Encore une fois, je souhaite que l'on s'entende. Je suis, comme vous, pour une politique inclusive, pour que les entreprises puissent employer le maximum de travailleurs handicapés à travers l'emploi direct, à chaque fois que cela est possible. C'est une politique vers laquelle nous devons tous tendre, sur laquelle nous devons travailler. Elle n'est pas facile mais elle est extrêmement importante : les personnes en situation de handicap ont autant le droit de travailler en milieu ordinaire que toute autre personne et nous devons tout faire pour cela. De la même manière, je suis pour l'inclusion du maximum d'enfants handicapés en milieu scolaire ordinaire, à chaque fois que cela est possible.
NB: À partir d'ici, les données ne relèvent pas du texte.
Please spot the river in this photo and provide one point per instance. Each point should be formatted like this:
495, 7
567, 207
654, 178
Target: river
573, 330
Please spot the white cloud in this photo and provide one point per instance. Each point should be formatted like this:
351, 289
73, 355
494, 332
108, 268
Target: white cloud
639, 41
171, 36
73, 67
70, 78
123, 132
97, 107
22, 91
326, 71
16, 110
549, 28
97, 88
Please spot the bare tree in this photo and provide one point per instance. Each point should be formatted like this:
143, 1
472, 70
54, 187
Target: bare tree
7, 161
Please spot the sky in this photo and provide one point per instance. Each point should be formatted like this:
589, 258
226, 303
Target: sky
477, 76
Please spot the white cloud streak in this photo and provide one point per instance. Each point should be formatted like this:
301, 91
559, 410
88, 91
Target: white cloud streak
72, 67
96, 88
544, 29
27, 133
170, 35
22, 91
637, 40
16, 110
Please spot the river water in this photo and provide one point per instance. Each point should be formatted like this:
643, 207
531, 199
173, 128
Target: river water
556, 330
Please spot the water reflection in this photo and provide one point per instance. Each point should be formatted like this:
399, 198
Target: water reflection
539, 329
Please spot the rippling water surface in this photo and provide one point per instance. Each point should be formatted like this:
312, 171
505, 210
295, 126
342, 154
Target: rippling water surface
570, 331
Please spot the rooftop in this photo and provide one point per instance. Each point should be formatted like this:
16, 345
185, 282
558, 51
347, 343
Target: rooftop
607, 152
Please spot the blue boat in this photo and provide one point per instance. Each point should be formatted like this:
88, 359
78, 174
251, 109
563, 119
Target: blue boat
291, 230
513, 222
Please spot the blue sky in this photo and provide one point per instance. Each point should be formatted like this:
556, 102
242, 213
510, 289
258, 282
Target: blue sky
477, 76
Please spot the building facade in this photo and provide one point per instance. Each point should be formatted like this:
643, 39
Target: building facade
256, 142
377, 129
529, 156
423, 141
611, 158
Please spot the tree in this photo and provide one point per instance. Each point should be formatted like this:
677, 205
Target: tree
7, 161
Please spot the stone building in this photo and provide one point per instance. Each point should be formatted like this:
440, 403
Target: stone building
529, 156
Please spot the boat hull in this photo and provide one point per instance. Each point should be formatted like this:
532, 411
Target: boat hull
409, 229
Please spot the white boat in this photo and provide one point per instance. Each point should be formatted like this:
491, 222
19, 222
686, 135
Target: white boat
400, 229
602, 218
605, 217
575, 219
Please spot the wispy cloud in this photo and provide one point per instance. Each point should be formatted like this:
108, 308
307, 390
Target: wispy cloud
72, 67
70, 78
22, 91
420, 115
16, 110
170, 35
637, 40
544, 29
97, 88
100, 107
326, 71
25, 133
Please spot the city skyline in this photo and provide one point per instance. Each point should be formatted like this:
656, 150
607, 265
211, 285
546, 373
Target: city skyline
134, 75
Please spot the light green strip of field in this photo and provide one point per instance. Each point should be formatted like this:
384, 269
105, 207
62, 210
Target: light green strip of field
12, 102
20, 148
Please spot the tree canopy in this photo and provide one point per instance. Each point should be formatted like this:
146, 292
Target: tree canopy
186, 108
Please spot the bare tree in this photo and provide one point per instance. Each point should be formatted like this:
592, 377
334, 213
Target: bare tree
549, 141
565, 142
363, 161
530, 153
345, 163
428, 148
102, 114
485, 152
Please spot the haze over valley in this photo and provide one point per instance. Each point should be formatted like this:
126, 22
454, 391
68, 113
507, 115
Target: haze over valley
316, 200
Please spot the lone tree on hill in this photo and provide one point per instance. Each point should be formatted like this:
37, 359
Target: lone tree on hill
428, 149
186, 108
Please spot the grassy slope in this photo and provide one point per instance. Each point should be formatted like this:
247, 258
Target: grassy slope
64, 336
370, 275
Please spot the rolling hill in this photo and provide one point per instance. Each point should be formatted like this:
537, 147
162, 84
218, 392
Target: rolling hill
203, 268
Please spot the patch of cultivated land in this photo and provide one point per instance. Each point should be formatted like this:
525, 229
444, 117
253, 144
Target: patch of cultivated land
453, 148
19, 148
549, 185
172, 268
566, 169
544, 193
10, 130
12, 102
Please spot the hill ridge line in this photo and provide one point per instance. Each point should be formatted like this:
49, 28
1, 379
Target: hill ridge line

Malheureusement, il est des situations dans lesquelles cela ne sera jamais possible, et personne ne peut le nier. Je suis, depuis environ dix-huit ans, administrateur d'un ESAT pour malades mentaux, c'est-à-dire des personnes ayant, à un moment ou à un autre de leur vie, été victimes d'une dépression et d'une déficience mentale. Si elles ne se trouvent pas en milieu protégé, elles sont capables de commettre certains actes – attenter à leur vie, par exemple – , comme cela arrive malheureusement encore trop souvent. Si ces personnes n'avaient pas pu être accueillies dans l'ESAT que nous avons créé, elles seraient en hôpital psychiatrique et coûteraient beaucoup plus cher à la société !
Dans cet ESAT, lors de chaque réunion du conseil d'administration, nous travaillons pour identifier – sur la base d'avis médicaux, car nous ne sommes pas censés le connaître et ce n'est pas notre métier – les personnes dont nous pensons que leur état médical leur permet de travailler, et nous faisons tout pour essayer de les insérer dans les entreprises. Parfois, ce n'est que temporaire, et les personnes reviennent ensuite en ESAT car, malheureusement, l'insertion n'est pas possible pour toutes.
Pour ces personnes, les ESAT jouent un rôle essentiel, extrêmement protecteur, cela grâce aux marchés que les entreprises qui n'atteignent pas leur taux de travailleurs handicapés en emploi direct leur confient, parce qu'elles peuvent déduire le montant de ces marchés. Demain, vous priverez les ESAT à la fois de ce travail et de cette ressource. J'ai peur que vous ne les mettiez ainsi en situation extrêmement difficile, alors qu'elle n'est déjà pas toujours facile. Il faut donc continuer à permettre aux entreprises de confier des marchés aux ESAT et de déduire ces marchés de leur obligation de recruter des travailleurs handicapés en emploi direct, sinon la situation des ESAT deviendra extrêmement compliquée. Nous avons reçu récemment les directeurs d'ESAT : je peux vous assurer qu'ils sont extrêmement inquiets de cette situation.